I had hoped that the white moderate would understand that law and order exist for the purpose of establishing justice and that when they fail in this purpose they become the dangerously structured dams that block the flow of social progress…”

A Message for Today’s White Moderate:

In response to the George Floyd murder, Van Jones echoes MLK Jr.

During a recent segment on CNN, Van Jones responds to the George Floyd murder and African American reaction to it. He echoes what MLK Jr. said over 50 years ago to the white moderate who fail to see our complicity by inaction or indifference:

“It’s not the racist white person who is in the Ku Klux Klan that we have to worry about. It’s the white liberal Hillary Clinton supporter walking her dog in Central Park who would tell you right now, you know, people like that – ‘oh, I don’t see race, race is no big deal to me, I see us all as the same, I give to charities.'”

Valerie Edwards notes that “Jones was referring to Cooper, a white woman dubbed ‘Central Park Karen‘, after she made a false call to New York City police, claiming that an African American, who asked her to leash her dog while he was bird watching, threatened her life.”

“But the minute she sees a black man who she does not respect or who she has a slight thought against, she weaponized race like she had been trained by the Aryan Nation.

A Klan member could not have been better trained to pick up the phone and tell the police, ‘It’s a black man, African-American man, come get him.’

So even the most liberal, well-intentioned white person has a virus in his or her brain that can be activated at an instant.”

Look in Your Own Life:

Van Jones concludes:

“If you are white and are you watching this, look in your own life. ‘How are you choking off black dignity? Choking off black opportunity? Choking off black people from asking an opportunity to thrive?
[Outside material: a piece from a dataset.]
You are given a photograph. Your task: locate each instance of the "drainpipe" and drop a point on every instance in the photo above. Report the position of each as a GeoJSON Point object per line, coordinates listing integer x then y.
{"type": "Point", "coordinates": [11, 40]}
Because it’s not just that officer. This is a much deeper problem. How are all of us complicit in this? And how are all of us allowing this to happen?”

To see the full video clip see: Van Jones CNN.com


If you’re white and you feel your blood pressure rise – if you feel defensive – please explore that; let yourself feel what you have to; raise your fist to me or to this post… and after you calm down, take that look in your own life.